Regole o speranze?

Napoli- Era il 22 dicembre 1947, quando l’Assemblea Costituente approvava la Costituzione della Repubblica Italiana. La “regina” di tutte le norme, promulgata dal primo Presidente della Repubblica Enrico De Nicola, entrava in vigore in data 01.01.1948. La Costituzione è l’insieme di regole dal quale nessuna norma può prescindere: il “pilastro” dello Stato!

Oggi, dopo quasi sessant’anni, mal grado le continue richieste di cambiamento del dettato costituzionale e qualche colpo di mano della classe politica, ci si rende conto che la “testata d’angolo” del diritto italiano, non solo non può essere ancora considerata vecchia, ma, poichè spesso tradita ed inapplicata sotto vari profili, potrebbe apparire addirittura “avveniristica”. In questa sede, come si è soliti fare, si desidera porre l’accento su alcuni punti, ancora non applicati o applicati soltanto parzialmente, della Carta Costituzionale Italiana.

L’articolo 1 recita: “l’Italia è una Repubblica democratica fondata sul lavoro. Tale affermazione fa riflettere e sorridere per non piangere, perchè vien da chiedersi: “se la Repubblica italiana è fondata sul lavoro, come mai lungo tutto lo “stivale” il tasso di disoccupazione è così alto? Come mai molte persone soprattutto a sud lavorano a nero?

L’articolo 24, invece, evidenzia al terzo comma un’altra piaga, affermando: “Sono assicurati ai non abbienti, con appositi istituti, i mezzi per agire e difendersi davanti ad ogni giurisdizione”. L’argomento relativo alla difesa dei non abbienti, però, pur essendo una vera piaga del nostro ordinamento, è tralasciato dall’autore del presente articolo, attesa la grande attenzione già prestatagli ne “il gratuito ladrocinio” di questa sezione.

Inoltre, nell’articolo 32 della medesima Carta, invece, si legge: “la Repubblica tutela la salute come fondamentale diritto dell’individuo e interesse della collettività e garantisce cure gratuite agli indigenti”. Quest’ultimo articolo, però, sembra, visto il perenne degrado in cui versano gli ospedali italiani in generale e napoletani in particolare, veramente eccessivo; infatti, in uno Stato dove pullulano le cliniche private, si può mai parlare di gratuità delle cure per gli indigenti?
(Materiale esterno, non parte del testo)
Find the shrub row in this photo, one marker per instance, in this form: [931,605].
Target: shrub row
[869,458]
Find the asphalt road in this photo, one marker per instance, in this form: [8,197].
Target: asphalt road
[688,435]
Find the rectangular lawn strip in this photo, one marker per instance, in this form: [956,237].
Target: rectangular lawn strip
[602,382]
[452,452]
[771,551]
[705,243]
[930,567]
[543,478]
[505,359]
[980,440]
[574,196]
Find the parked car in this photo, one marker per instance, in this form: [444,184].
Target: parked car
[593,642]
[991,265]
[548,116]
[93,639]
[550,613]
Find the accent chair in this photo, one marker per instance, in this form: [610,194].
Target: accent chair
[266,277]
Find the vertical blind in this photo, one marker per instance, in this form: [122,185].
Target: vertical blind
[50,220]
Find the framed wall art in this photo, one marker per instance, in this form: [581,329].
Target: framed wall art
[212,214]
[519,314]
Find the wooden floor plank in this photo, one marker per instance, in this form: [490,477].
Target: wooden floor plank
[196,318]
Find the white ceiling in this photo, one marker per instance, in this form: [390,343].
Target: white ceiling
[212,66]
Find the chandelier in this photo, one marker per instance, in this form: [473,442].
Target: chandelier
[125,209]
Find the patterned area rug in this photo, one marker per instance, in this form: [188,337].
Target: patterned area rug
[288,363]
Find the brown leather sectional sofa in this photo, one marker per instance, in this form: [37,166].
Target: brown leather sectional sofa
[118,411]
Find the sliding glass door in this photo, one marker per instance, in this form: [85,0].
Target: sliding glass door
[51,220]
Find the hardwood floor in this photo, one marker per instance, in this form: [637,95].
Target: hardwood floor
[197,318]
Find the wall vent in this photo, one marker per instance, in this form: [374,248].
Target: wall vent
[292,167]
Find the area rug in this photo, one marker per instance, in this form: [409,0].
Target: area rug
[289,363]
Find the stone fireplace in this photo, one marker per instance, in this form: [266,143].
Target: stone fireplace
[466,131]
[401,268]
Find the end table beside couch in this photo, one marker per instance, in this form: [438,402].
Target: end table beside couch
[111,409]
Dove spesso i degenti (anche anziani o disabili) sono adagiati su barelle parcheggiate nelle corsie degli ospedali pubblici, si può mai parlare di tutela della salute? Dove ci si deve portare da casa durante la degenza in ospedale, anche i farmaci per l’ipertensione, si può mai parlare di tutela della salute?

Infine, l’articolo 111 stabilisce al secondo comma: “Ogni processo si svolge nel contraddittorio tra le parti, in condizioni di parità, davanti a giudice terzo e imparziale. La legge ne assicura la ragionevole durata.” Qui vale la pena di soffermarsi. Siamo veramente sicuri che nel processo penale accusa e difesa vivono una condizione di totale ed assoluta parità? Chi vive quotidianamente i processi penali come il sottoscritto, è pronto a giurare di no e poi, come si fa a stabilire qual’è la “ragionevole durata” dei processi? Inoltre, atteso che il terzo comma dello stesso articolo 111 della Costituzione afferma: “nel processo penale, la legge assicura che la persona accusata di un reato sia, nel più breve tempo possibile, informata riservatamente della natura e dei motivi dell’accusa elevata a suo carico”, come si spiegano gli “avvisi di garanzia” “notificati” non solo a mezzo stampa, ma anche con notevole ritardo?

I pochi articoli analizzati, pur non essendo gli unici della Costituzione Italiana a contenere più auspici e speranze che regole, a modesto avviso di chi scrive, possono servire per prendere atto che l'”anagrafe” della Carta costituzionale nostrana è decisamente BUGIARDA!!!